Don't know exactly. I do want to build a site where people can create username+password accounts and upload photos.


----------



## vcjr

well PHP is the most used for what i know. If i'm wrong correct me.  
Java: Easily Scaled easily ported to other systems Performance???

ASP is used widely. 
*Advantages of ASP are:* 

* Script Language-independent: ASP allows to use VBScript, Jscript or Perl ("perlscript") and have it executed on the server without having to learn another scripting language. 
* Utilize COM components from your web server - reuse any functionality built using COM components for your company's software product can on your website through ASP pages. ASP is the connection between the conventional software and the web site. 
* ODBC links to any data source 
* No compilation (saves time, but also a disadvantage) 
* You can use server-side Active components (DLLS). 


*Disadvantages of ASP: * 

* Only on Windows NT / IIS 
* SLOW! Comparable ASP code even on a dual-processor 600 MHz Pentium III server will execute significantly slower than a php solution on a 133 MHz single processor machine. 
* No compilation - but compilers do find errors. Debugging is trial-and-error 




php was developed by a guy named Phil to improve his homepage. Thus the name php 'Phil's HomePage'). php originally based on perl, I believe. Most of php's syntax is borrowed from C, although there are elements borrowed from Perl, C++ and Java as well. 

*Advantages of php: * 

* easy connection to databases, connectivity to most databases including mysql, Oracle, Sybase and ODBC 
* open-source, cross-platform 
* close to the (Unix) operating system, most php functions are thin wrappers to familiar functions - if you are a C programmer, that is. 
* php is available as an Apache module (besides as a CGI binary) - the tight integration makes it execute faster than ASP scripting. 


Now perl - that's the language that I use for my personal sites, such as delphifaq.com and preview.org. 
*Advantages of perl* 

* Freely available for all platforms 
* Can be compiled into a C executable and then it is the fastest language in this article 
* Has been around longer than the competition - therefore hundreds of powerful packages have been developed and are available for free. (Not all of these packages are web-related.) 
* Very high level of functionality can save hundreds of lines of code - example "the ` operator": 
$listing = `dir`; 
This statement executes the dir command ("show directory") on your computer and reads the result into a string identifier $listing. To do this in Java, you need many lines of code. 


*Disadvantages of perl* 

* Very forgiving language - not an "industrial strength language" (as Java is) 
* perl code is possibly hard to maintain later 
* perl often allows several ways to write something and it can be difficult to read someone else's code. "Advanced perl" syntax can be cryptic and unreadable to the beginner. 

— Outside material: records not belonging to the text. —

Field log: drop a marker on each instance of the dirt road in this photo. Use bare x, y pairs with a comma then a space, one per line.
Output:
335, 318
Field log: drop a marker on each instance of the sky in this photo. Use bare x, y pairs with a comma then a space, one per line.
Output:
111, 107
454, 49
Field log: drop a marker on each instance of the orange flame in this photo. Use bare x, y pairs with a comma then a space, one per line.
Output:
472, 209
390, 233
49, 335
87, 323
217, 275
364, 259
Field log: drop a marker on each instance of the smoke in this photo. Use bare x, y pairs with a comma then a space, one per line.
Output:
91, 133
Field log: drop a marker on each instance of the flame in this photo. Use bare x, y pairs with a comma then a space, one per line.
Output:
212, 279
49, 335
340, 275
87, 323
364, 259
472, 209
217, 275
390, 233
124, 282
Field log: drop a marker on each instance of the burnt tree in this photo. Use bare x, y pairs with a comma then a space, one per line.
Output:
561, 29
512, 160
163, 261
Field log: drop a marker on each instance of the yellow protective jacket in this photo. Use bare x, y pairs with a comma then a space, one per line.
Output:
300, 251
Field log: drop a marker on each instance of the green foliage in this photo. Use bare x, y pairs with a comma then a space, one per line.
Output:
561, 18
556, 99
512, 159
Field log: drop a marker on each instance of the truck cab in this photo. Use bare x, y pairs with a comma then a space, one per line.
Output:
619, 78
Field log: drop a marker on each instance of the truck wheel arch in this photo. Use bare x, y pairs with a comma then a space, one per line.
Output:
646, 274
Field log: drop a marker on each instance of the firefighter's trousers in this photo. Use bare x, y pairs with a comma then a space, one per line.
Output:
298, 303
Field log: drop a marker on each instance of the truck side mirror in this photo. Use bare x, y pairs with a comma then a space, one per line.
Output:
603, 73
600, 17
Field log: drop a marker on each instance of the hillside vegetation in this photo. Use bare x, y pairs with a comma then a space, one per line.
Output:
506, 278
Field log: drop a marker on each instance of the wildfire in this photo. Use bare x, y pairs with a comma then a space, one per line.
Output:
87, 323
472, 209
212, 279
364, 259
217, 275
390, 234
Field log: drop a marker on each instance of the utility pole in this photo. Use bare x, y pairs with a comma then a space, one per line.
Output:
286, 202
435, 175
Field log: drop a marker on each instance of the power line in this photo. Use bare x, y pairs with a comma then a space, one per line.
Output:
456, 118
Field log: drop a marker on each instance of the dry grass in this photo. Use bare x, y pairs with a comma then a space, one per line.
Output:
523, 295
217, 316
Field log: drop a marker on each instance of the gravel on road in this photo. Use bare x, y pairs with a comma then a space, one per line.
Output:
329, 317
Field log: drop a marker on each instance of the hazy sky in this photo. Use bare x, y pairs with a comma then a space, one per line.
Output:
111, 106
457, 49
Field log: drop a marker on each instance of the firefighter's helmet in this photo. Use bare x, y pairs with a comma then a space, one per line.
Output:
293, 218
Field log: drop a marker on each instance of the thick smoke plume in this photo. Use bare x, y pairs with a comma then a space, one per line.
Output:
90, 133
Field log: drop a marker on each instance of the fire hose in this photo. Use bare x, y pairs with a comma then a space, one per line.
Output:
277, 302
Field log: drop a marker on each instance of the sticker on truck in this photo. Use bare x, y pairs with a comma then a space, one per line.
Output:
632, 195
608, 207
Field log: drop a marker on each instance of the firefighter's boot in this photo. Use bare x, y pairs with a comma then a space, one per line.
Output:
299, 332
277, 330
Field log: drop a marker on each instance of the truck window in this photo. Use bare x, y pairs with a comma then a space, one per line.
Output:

At work, I develop mostly with Java (and some perl for throw-away tools). Java can be used both server and client-side. I will concentrate on server-side execution here. 

*Advantages of Java are:* 

* Portable (cross-platform) without recompiling 
* Truly object oriented from ground up - no artificial "object oriented extensions" as in perl 
* Very suitable for advanced development techniques as distributed computing or multithreading 
* Java is a "real" language with type checking etc, highly secure and reliable 
* Can be used both for web development as for 'regular' applications. It is a nice thing to use one language for many or even all tasks. 
* Fast, if you use the right Java environment 


*Disadvantages of Java:* 

* May be a 'too-big' solution for some small sites 



*Conclusion & Recommendation* 

Java is the only language (in this article) that is suitable for large-scale development. I cannot recommend the other 3 languages discussed here for large programs or real time environments but especially perl is good for prototyping, little tools or web development. (Yes, that seems to contradict itself, web sites *can* be large projects). 

If you work in an environment that is tied to Microsoft already then you can take advantage of ASP because it lets you (maybe) reuse existing code from your applications. In this case, you will not really look into getting your web site hosted, but run your own web server on Windows NT. 


If you start fresh or work in a Unix environment and just want to develop a web site, then I would recommend php for smaller projects. Most of the cheap web hosting companies will offer an environment of Apache, php, perl, mysql for under $20 a month. They usually are very good at fine-tuning their machines. 

If you will develop code in a company that also does other application development, then I recommend Java, especially if you can use Java for the application development as well. Basically, the bigger the project, the more suitable is Java - it just scales better if you need more performance. 

If you have a small web site and you use already perl, then there is no reason to convert. I started my site with perl 4 years ago, have worked with the other tools but never re-wrote my whole site. It is not worth it and perl is still a good choice for this kind of job. 

If you want to use ASP for your personal site (I cannot recommend it, I cannot see much of a reason for it), then you have to look for the few, a little more expensive web hosts that proudly advertise "We run all Microsoft Software" - as if that was an advantage, haha. 

From this site 
Okay, hope the pro and cons really helps on what your trying to do and stuff.


----------



## -WOLF-

To put it simply, I'd call PHP for most web-based general coding... Java for perhaps web-based apps and such, and ASP for more serious development


----------



## Ninjaboi

Lol I think WOLF just summed it up there .


----------



## cagrinsoni

I wish I had taken an ASP course in College. If you know any Perl or C then I think PHP is kind of intuitive so it's easier to learn. I think ASP's functions look more object oriented, making it more powerful and scalable (correct me if wrong anyone). I'd be inclined to agree with Wolf!

I'd go with the ASP course. it might be easier to learn PHP and Java on your own later if you don't mind a little self-study.


----------



## jassmine12

I will choose PHP..


----------